1. ## Unbounded Sequence

Define a sequence s(sub n) by s(sub 1) = 1, s(sub n+1) = (s(sub n) )+ (s(sub n)/(1+s(sub n)^2)) for n greater than/equal to one. Show this sequence is unbounded.

2. Originally Posted by kjwill1776
Define a sequence s(sub n) by s(sub 1) = 1, s(sub n+1) = (s(sub n) )+ (s(sub n)/(1+s(sub n)^2)) for n greater than/equal to one. Show this sequence is unbounded.
It's an increasing sequence. So if it is bounded then it will converge. Show that this can't happen.
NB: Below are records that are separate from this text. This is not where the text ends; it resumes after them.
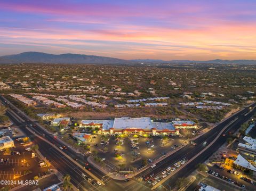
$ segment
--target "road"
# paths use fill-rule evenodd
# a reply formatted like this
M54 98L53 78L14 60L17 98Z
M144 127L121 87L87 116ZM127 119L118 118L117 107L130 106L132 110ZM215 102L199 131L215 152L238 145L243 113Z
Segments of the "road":
M4 104L5 103L5 100L2 96L0 96L0 100L1 100ZM254 103L251 106L254 107L256 103ZM29 128L33 129L36 133L42 136L43 136L43 134L45 134L44 136L44 138L55 144L57 146L63 146L61 143L53 138L52 135L46 133L43 129L37 127L35 122L32 121L29 118L26 117L26 115L19 112L19 110L14 106L11 106L11 108L7 110L6 114L15 123L23 127L22 130L23 130L24 132L29 135L29 136L31 137L30 138L33 139L35 144L38 145L39 151L42 154L46 157L46 159L54 165L57 170L63 175L68 173L70 175L71 177L71 182L75 186L79 187L79 189L87 189L90 190L148 190L151 187L151 185L149 185L140 180L139 179L139 177L143 176L149 175L149 174L153 172L154 172L155 175L157 175L183 157L186 157L189 161L189 159L191 159L205 147L205 145L203 144L203 143L206 141L207 144L209 144L212 142L221 130L227 126L228 127L223 134L228 135L229 132L231 134L233 133L240 127L241 124L250 119L255 112L255 109L250 111L248 107L241 110L236 114L219 124L214 129L195 140L194 142L197 143L196 146L191 144L185 146L170 156L157 163L157 165L155 168L149 168L146 170L135 177L132 178L128 182L125 183L122 180L116 180L106 177L103 180L105 185L100 187L98 186L93 186L91 183L88 182L88 181L81 175L82 172L84 173L83 169L78 168L74 163L73 160L67 158L60 152L58 150L54 148L50 144L36 137L35 137L35 136L33 135L31 135L31 132L25 128L24 127L27 125ZM246 115L245 115L245 114ZM18 115L18 117L17 117L17 115ZM25 119L24 122L21 120L21 119ZM236 120L235 121L231 123L236 119ZM30 124L32 124L32 127L30 126ZM36 128L33 127L33 126L35 126ZM164 182L163 186L165 188L168 188L166 189L169 189L169 188L173 188L173 185L175 185L175 180L179 177L188 176L188 175L195 169L195 167L197 164L203 162L210 157L226 141L227 137L228 137L228 136L220 136L218 140L208 149L202 154L200 154L195 160L189 161L185 168L180 169L180 171L175 173L168 179L167 181ZM72 158L78 159L79 163L84 166L84 163L86 162L86 159L83 159L81 155L78 155L72 150L68 148L67 150L65 150L65 152ZM101 179L105 175L101 171L93 169L93 167L91 168L92 169L92 172L98 178ZM84 173L86 174L86 173ZM163 187L158 187L157 189L163 190Z
M254 107L255 105L256 104L254 103L251 106ZM138 174L136 176L137 179L138 180L137 181L138 182L141 182L141 181L139 180L140 177L142 176L149 176L149 175L153 173L155 174L154 177L155 177L169 167L173 165L174 163L177 162L180 159L183 157L186 157L188 159L189 162L186 166L186 168L183 168L180 170L179 172L175 173L174 175L172 176L171 178L163 184L163 186L164 186L167 189L169 189L170 188L173 188L174 185L175 185L175 180L178 178L187 176L195 170L196 164L203 162L213 154L223 143L225 143L227 138L228 137L229 132L231 134L234 133L239 128L242 124L250 118L250 117L255 113L255 109L250 111L249 107L245 108L241 110L235 115L228 118L226 120L219 124L214 128L211 129L195 140L194 142L197 144L196 146L194 146L192 144L187 145L173 153L173 154L170 157L165 159L158 163L157 163L156 167L154 169L148 169L142 173ZM250 113L249 113L249 112ZM246 115L245 115L245 114ZM232 122L233 121L234 122ZM203 153L196 157L196 159L193 160L193 162L189 161L190 159L205 148L206 145L203 144L204 142L207 142L207 144L212 142L221 130L227 126L227 129L223 132L223 134L226 135L225 136L220 136L217 141L211 146L211 147L206 151L204 152ZM145 184L145 185L146 185L147 184ZM149 186L149 185L148 186ZM160 189L160 188L158 188Z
3. Originally Posted by Opalg
It's an increasing sequence. So if it is bounded then it will converge. Show that this can't happen.
How would I go about showing that this sequence can't converge?
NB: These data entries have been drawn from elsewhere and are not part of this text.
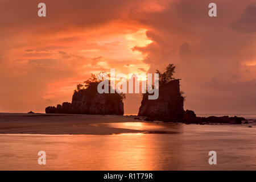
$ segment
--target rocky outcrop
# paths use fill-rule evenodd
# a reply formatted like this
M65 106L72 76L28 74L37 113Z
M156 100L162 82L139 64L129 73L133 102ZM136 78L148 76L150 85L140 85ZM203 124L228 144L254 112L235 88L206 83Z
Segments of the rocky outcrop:
M123 103L118 93L100 94L97 89L75 91L72 103L46 108L46 113L123 115Z
M151 120L177 121L183 118L184 97L180 90L179 80L172 80L159 86L156 100L148 100L148 94L143 94L138 116Z
M229 123L241 124L242 121L246 120L242 117L234 116L229 117L228 115L222 117L210 116L209 117L198 117L192 110L187 110L184 114L183 122L186 123Z
M243 118L228 116L197 117L192 110L183 109L184 98L180 91L179 80L174 80L159 86L156 100L148 100L148 94L143 96L138 116L144 116L146 121L154 120L189 123L220 123L241 124Z

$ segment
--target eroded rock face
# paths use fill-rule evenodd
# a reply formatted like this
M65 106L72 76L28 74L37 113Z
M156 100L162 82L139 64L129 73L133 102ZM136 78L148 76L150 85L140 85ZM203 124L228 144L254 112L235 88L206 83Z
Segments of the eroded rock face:
M123 103L117 93L100 94L97 90L75 92L72 103L46 108L46 113L123 115Z
M179 80L174 80L159 86L156 100L148 100L148 94L144 94L138 115L163 121L180 121L184 113L183 102Z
4. Originally Posted by kjwill1776
How would I go about showing that this sequence can't converge?
Suppose that it does converge, to a limit $l$. Let $n\to\infty$ in the recurrence relation $s_{n+1} = s_n + s_n/(1+s_n^2)$, and you see that $l = l + l/(1+l^2)$. Therefore $l=0$. But that is impossible, because $s_1=1$, and the sequence is increasing, so its limit cannot be less than 1.